June 24, 2020
3
Minute Read
There’s no good way to say it: Recessions can be hell on businesses. Economic growth takes a hit, and unemployment figures skyrocket.
The current economic downturn, specifically, could last a long time. This scenario is particularly likely if it takes a while to develop a vaccine and restore consumer confidence. Wall Street had originally hoped for a V-shaped economic recovery (i.e., a rapid rebound) from the COVID-19 pandemic, but central bankers have predicted a more rocky road that includes plenty of fits and starts. There’s even concern about a potential W-shaped recovery — a quick rebound followed by a second, severe decline.
This might paint a dismal picture for the future of business, but there’s hope for companies that can stay agile and creative. Some of the biggest success stories have emerged during previous recessionary cycles. When startups are backed into a corner, their scrappy roots and grit come out. It’s not a coincidence that companies born during recessions tend to be the most resilient.
Here are a few of the most notable recession-born businesses and the lessons they can teach us:
The Story: Before the Great Recession, Mailchimp had focused on securing annual retainers from large corporate clients. It added a freemium business in 2008, when the recession forced it to pivot its business model. Mailchimp’s user base more than quintupled that year, growing from 85,000 users to 450,000.

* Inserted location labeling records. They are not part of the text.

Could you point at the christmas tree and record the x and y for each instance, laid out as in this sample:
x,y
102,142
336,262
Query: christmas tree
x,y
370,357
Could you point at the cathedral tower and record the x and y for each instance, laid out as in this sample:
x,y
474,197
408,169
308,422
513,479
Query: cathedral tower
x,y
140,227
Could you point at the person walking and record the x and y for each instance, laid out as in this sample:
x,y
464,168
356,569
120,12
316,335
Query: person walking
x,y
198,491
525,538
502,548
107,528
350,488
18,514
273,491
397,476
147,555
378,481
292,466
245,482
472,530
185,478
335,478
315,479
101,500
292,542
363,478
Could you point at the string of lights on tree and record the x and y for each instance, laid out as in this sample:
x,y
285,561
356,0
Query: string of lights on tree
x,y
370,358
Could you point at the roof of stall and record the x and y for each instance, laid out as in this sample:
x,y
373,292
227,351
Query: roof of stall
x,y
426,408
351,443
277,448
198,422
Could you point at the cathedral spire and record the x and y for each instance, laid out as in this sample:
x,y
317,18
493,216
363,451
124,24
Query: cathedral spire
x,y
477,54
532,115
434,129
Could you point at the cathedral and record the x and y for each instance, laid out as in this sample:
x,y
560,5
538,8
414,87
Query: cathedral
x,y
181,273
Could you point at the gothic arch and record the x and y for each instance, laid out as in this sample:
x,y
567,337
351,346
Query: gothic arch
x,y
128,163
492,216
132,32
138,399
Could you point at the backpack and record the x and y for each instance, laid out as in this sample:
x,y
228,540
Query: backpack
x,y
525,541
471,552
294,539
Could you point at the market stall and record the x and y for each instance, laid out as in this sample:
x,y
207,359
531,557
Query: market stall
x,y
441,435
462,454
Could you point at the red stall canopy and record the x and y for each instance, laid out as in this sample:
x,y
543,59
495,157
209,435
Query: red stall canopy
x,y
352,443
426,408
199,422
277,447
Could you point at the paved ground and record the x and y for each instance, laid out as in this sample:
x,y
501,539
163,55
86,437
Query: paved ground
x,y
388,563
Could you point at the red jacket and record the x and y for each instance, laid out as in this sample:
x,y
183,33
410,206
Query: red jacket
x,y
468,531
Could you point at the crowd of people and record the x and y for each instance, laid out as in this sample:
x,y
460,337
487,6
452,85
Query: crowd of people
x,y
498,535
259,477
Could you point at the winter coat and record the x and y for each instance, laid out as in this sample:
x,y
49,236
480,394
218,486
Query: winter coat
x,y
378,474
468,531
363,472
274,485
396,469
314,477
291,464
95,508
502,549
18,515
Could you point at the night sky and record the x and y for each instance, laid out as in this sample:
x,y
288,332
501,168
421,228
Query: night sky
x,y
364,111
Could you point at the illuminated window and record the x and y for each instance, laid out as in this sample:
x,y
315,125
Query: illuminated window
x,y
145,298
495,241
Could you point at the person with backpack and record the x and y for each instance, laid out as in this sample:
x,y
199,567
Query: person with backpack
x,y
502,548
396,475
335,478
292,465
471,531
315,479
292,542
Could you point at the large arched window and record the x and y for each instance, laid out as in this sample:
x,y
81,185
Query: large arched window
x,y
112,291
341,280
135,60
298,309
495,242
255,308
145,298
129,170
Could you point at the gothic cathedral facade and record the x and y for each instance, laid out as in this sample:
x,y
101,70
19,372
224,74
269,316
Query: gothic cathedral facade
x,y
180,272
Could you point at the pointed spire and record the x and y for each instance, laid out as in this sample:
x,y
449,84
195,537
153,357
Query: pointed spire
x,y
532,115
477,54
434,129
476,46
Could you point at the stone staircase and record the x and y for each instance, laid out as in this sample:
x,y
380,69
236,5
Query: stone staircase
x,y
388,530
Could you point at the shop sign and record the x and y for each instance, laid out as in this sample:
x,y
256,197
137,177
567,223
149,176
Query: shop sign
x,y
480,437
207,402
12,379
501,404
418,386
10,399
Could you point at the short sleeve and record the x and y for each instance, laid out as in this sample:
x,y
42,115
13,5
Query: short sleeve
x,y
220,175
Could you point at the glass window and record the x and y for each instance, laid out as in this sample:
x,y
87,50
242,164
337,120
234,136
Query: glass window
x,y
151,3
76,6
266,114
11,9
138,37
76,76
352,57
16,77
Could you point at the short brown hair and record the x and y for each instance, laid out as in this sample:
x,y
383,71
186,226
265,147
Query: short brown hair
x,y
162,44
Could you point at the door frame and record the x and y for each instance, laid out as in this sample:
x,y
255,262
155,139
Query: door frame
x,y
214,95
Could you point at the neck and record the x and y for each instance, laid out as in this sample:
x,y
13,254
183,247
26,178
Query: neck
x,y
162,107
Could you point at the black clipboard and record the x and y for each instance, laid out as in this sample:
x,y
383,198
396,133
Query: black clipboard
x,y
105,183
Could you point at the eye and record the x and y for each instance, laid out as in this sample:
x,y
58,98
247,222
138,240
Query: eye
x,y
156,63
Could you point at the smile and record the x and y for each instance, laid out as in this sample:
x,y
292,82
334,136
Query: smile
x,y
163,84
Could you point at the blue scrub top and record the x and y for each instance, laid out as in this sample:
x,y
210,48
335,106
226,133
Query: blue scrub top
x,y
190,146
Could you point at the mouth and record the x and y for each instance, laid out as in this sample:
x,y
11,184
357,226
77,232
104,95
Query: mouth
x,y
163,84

The Lesson: Don’t be afraid to pivot. It could end up being the catalyst for your entire business.
The Story: The founders of Warby Parker saw a customer pain point (difficulty finding affordable, fashionable glasses online) and matched it with timing (customers being more frugal during the Great Recession). They went on to grow Warby Parker into a thriving direct-to-consumer retail and e-commerce leader.
The Lesson: They say “timing is everything” for a reason. Consider customer pain points, the economy, and market needs to find your angle.

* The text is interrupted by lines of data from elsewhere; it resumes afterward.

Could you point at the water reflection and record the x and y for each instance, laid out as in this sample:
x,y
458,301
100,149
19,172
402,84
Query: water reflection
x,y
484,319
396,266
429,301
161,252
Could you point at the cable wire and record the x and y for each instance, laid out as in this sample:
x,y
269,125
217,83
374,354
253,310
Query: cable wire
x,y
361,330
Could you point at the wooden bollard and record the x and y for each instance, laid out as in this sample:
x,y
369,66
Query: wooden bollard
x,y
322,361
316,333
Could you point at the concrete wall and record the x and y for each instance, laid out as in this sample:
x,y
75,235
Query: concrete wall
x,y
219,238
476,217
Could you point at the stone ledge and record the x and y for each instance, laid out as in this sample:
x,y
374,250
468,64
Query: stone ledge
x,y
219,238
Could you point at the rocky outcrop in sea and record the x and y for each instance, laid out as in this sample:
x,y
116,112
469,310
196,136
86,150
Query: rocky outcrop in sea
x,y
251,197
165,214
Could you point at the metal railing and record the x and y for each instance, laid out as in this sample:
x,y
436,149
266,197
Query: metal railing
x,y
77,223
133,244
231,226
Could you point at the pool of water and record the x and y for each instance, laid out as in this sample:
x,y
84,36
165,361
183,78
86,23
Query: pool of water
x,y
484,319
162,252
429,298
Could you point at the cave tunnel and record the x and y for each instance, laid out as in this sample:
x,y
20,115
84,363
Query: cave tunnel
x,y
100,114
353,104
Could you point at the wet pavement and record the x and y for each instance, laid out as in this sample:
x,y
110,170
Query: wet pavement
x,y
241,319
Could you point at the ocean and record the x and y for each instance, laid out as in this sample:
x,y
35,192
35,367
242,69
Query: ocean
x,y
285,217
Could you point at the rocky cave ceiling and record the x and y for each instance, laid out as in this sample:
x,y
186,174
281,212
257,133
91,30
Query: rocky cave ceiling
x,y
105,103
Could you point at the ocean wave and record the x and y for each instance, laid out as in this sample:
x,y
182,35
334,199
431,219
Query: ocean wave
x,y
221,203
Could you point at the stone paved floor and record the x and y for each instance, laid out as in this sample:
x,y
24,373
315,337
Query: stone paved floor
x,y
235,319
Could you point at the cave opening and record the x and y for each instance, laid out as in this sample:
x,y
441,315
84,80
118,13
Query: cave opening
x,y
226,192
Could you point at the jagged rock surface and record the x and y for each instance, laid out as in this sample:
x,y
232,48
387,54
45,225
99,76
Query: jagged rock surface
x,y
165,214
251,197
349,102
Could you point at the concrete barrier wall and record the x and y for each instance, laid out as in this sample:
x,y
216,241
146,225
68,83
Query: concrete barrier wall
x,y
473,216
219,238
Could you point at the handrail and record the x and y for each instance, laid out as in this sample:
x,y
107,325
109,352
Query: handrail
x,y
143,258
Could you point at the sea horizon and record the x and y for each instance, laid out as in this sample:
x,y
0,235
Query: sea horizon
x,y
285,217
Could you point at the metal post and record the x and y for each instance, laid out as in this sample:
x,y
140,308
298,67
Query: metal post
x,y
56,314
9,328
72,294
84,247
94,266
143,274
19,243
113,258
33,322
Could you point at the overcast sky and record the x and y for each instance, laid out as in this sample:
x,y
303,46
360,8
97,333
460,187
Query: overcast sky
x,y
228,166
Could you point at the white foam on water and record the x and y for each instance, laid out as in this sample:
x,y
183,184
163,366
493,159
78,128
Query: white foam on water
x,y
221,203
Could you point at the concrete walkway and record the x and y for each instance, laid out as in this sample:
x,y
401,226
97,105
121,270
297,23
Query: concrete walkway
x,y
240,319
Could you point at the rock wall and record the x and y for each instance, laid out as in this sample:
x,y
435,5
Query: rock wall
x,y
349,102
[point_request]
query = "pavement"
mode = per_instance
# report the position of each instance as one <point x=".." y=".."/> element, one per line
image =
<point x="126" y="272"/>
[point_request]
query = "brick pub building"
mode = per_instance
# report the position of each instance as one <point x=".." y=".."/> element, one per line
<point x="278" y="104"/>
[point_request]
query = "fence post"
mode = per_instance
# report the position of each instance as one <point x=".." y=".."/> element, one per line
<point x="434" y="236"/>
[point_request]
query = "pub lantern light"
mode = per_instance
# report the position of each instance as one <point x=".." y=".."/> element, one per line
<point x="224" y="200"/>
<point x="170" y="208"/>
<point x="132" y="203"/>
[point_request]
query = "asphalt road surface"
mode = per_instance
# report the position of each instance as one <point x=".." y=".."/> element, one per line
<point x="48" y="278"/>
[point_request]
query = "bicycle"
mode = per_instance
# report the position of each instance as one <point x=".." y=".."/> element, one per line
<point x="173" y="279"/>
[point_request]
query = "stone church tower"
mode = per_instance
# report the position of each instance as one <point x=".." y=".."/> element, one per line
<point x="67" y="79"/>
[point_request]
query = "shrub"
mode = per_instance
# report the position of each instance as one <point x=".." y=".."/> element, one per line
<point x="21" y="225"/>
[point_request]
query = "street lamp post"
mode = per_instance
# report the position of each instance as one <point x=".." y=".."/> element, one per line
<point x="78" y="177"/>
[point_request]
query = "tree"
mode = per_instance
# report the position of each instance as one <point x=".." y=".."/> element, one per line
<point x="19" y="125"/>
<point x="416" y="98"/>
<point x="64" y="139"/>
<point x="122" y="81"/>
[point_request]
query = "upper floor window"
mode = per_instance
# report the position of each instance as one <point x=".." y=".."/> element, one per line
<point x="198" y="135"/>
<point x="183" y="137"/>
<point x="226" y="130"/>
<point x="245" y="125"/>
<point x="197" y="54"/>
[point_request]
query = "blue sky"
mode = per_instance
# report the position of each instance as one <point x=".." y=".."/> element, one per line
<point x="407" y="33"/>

The Story: Microsoft also launched in tough economic times — it incubated during the recession and oil crisis of the mid-1970s. The company wisely provided services for a booming product: personal computers. By 1981, founder Bill Gates had already expanded the company and partnered with IBM to run his products on IBM personal computers.
The Lesson: If you can make your product essential to another trending product, you can ride the wave of success together.
The Story: Jack Dorsey (who also co-founded Twitter) founded Square in 2009 with Jim McKelvey. At first, the company’s only product was a plastic card reader that could be inserted into the port of a phone to enable merchants to accept credit cards. Now, the company has expanded into other ventures — including a cash app — and is valued at $26 billion.
The Lesson: It’s OK to start small.
In tough economic times, innovation isn’t just a way to get ahead — it’s the only way to survive. Just as these companies were able to marshal their resources to overcome the challenges of an economic downturn, so can your startup. In some ways, it might end up being the best time to launch.